I should’ve known we were in trouble when I realized early on that the version we were playing had come out in 1981. To put that into context, in 1981 I was four years old, AIDS was just beginning to emerge from its latent shadows, Nightline, with Ted Koppel, was extended from 20 minutes to 30 minutes, and Ronald Reagan was sworn in as President. We decided to pair up into two teams based on gender. There were three of us men against our three wives.
I rolled the dice and found our little piece nestled safely on orange. I felt confident that a sports question was coming our way. I thought it would be a good ice breaker to get a question on a topic we were all well versed in. In typical male fashion, the three of us began trash talking the wives and flexing our biceps.
“What is the main vegetable in vichyssoise?” one of the wives asked.
“Huh? How is that even a sports question?” I asked my puzzled male teammates. They looked back at me, confused and sad by what was transpiring.
“It’s probably a leisure question, since the category is sports and leisure,” another wife retorted, smirking as she spoke.
Silence ensued. Finally, we had no choice but to answer. I think I said ‘Vichy,’ hoping it would at least be close enough to save some of our machismo from being taken out back and beaten with a log. The answer wasn’t even close to ‘Vichy.’ The answer was pureed leeks, which I was quite sure the ladies had made up until I Googled it on my phone a few moments later. The ladies fared no better; they just lacked any machismo that could be lost in the act of playing this horrifically humbling game.
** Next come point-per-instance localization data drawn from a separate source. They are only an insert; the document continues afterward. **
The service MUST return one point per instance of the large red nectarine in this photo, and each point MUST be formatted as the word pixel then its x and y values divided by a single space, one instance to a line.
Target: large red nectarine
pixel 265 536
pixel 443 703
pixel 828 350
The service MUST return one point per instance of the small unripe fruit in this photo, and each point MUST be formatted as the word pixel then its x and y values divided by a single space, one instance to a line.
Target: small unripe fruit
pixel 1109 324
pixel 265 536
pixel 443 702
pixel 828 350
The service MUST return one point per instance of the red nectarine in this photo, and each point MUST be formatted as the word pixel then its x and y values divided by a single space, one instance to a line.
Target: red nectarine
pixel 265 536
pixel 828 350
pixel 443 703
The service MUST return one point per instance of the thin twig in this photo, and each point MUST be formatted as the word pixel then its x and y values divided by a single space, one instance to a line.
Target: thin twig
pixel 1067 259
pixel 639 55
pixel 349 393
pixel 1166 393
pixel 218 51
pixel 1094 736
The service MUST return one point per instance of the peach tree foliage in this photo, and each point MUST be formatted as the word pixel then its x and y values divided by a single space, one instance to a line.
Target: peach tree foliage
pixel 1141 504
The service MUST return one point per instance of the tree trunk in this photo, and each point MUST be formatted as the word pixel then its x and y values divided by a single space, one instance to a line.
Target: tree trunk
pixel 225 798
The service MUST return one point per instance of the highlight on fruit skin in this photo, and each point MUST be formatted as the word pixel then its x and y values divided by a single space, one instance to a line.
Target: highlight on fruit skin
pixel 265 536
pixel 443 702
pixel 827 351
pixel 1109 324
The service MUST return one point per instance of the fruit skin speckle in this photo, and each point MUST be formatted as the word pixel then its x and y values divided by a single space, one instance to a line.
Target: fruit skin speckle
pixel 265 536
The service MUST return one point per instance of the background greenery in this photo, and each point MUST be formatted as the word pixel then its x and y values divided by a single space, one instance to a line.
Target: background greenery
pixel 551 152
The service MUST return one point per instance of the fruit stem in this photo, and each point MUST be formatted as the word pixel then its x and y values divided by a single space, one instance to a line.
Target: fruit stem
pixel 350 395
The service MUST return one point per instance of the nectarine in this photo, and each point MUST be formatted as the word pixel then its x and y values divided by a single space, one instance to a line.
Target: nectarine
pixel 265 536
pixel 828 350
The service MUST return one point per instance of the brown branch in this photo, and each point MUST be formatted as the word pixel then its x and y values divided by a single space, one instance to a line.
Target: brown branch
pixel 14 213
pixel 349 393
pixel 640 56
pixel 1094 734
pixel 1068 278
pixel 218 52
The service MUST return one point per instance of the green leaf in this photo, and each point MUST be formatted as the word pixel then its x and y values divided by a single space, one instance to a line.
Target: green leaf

Amazingly, both teams were able to answer a question here and there, though it was mostly based on some odd quirk in the space-time continuum or just dumb luck, rather than any sort of raging intelligence.
An hour passed. Questions that only required one to have lived in the 1920s to be able to answer were posed from each team to the other. A question was asked about who John L. Sullivan had defeated in August 1889. We knew Sullivan had been a boxer because a movie from 1994 referenced that fact. That knowledge didn’t help us answer the question. Another question asked for the name of that serial killer from the Chicago World’s Fair from the 1890s. I actually knew the answer to that one: H.H. Holmes. Unfortunately, Trivial Pursuit wanted his real name, not his alias. As if anyone currently living on the planet Earth would know his actual name! (It was Herman Mudgett, by the way.) Saddened, I went to the refrigerator to get another beer. That’s what I told everyone anyway. In truth, I went there to sob quietly to myself.
Semisonic’s Closing Time played on the radio and one of the wives suggested we order the 1990s edition of Trivial Pursuit for the next time we played. It was an appropriate song as we neared the end of this extremely humbling evening.
We had no idea who Howdy Doody was, let alone that he had a brother. I did recall my father mentioning this show as one he watched in his youth, but I had no idea if it was this guy or Captain Kangaroo. So we stared at each other, the embers of the fire slowly dying out in the fireplace near us. “You don’t have to go home, but you can’t stay here,” lyrically played through the speaker.
“We have no idea who Howdy Doody’s brother was! We were born in the 1970s,” one of us said, exasperated.
“Double Doody,” a wife responded.
That was an apt description for what the evening had become.